Sostuvo hace algunos años el crítico y poeta portugués Luís Miguel Nava que la de Júdice es (y ha sido desde sus inicios) una “poética del agua”. Y este sí me parece un elemento distintivo de su poética, también de un buen número de los poemas contenidos en Navegação de acaso. No se trata solo de que el agua-elemento, encarnado en el mar —que es infancia— o en el río —que es presente y ni siquiera precisa ser nombrado—, sea presencia continua y aparente en Júdice. Su influjo es mucho más profundo, pues acaba por teñir la lente del poeta, su mirada sobre el mundo, entrenada para distinguir en el mar (epítome de lo uniforme para quien no sabe mirar) todos los nombres (esto es, toda la paleta de la existencia que puede ser nombrada). Así, el agua es, sobre todo, un modo de diseccionar la realidad; una sutil aptitud para romper la costra de monotonía que cubre el presente; para bucear en la realidad hasta rescatar de lo más profundo del lecho de la existencia un fulgor de transcendencia (recorrido como el descrito en el poema “Tsunami”). Y es que si la poesía lusa ha podido subirse al tren de la modernidad ha sido, en buena medida, por su capacidad de restaurar, desde Pessoa, un vector de trascendencia entre lo cotidiano y lo absoluto, que vuelve a situar al hombre —sí, a este hombre disforme, empantanado en la costumbre, escindido y atravesado por mil contradicciones— en el centro mismo del poema.

Navegación sin rumbo sirve de brillantísimo pórtico a la nueva singladura de la serie “Letras portuguesas” de la Editora Regional de Extremadura, cuya importancia en las relaciones entre las dos literaturas peninsulares no debe ser minusvalorada.

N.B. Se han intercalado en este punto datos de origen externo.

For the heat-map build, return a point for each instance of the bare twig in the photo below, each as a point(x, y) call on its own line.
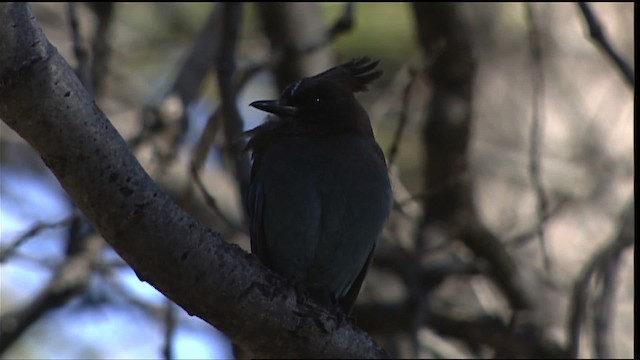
point(169, 330)
point(599, 262)
point(36, 229)
point(597, 35)
point(84, 66)
point(212, 203)
point(101, 50)
point(535, 141)
point(233, 124)
point(402, 118)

Desde que la vuelta de la democracia a nuestros dos países iniciara el deshielo entre las dos sociedades (ese oscuro período de mutua desconfianza al que los portugueses se refieren como “costas voltadas”), es mucho lo que desde aquí se ha hecho por el acercamiento de las dos naciones, de los dos pueblos y, en particular, de sus dos literaturas. La historia de la incorporación de la poesía lusa del XX a nuestro canon no puede hacerse sin unos cuantos nombres ligados a nuestra tierra. Y que, en una u otra fase de esa empresa, contaron con el apoyo institucional, que se prolonga hasta hoy. No puedo más que felicitar a las autoridades presentes, en particular a la Directora de la Editora Regional de Extremadura, por mantener esa apuesta, más aún en tiempos difíciles como los que corren. Como no puedo más que agradecerle haberme confiado una responsabilidad en que me precedieron otros a quienes me une una deuda de reconocimiento, el amor por las letras lusas y la desconfianza hacia las fronteras; en particular hacia aquellas tan artificiales que quieren separar lo que por definición ha de ser uno, pues concita en sí a todos los hombres: el pensamiento y la creación artística.

Ya terminando, permítanme que, por un momento, me quite el sombrero de poeta y me ponga el de diplomático. La cultura nunca es un lujo, nunca sobra. Menos aún cuando hablamos de relaciones entre pueblos y se consideran los complejos equilibrios en que se sostiene el entendimiento entre vecinos con una larga historia común e infinitas historias particulares a las espaldas. El conocimiento del Otro, de esa expresión privilegiada de su modo de pensar que es su cultura, constituye —por más que sea ajeno a valoraciones cortoplacistas de rentabilidad económica— el único fundamento sólido de ese tipo de relaciones, el cimiento de esas casas de entendimiento que tanto nos ha costado levantar. Los que dedicamos nuestro día a día a cuidar de esas casas pasamos y pasaremos, pero me gustaría pensar que el trabajo hecho por traer la cultura lusíada entre nosotros, el trabajo de las “Letras portuguesas”, el trabajo de este Navegación sin rumbo queda para las generaciones venideras. Como quedará, de eso sí no me cabe duda, la oportunidad, valórenla como merece, de oír, en el día de Camões,  algunos de sus poemas en la voz del propio Nuno Júdice.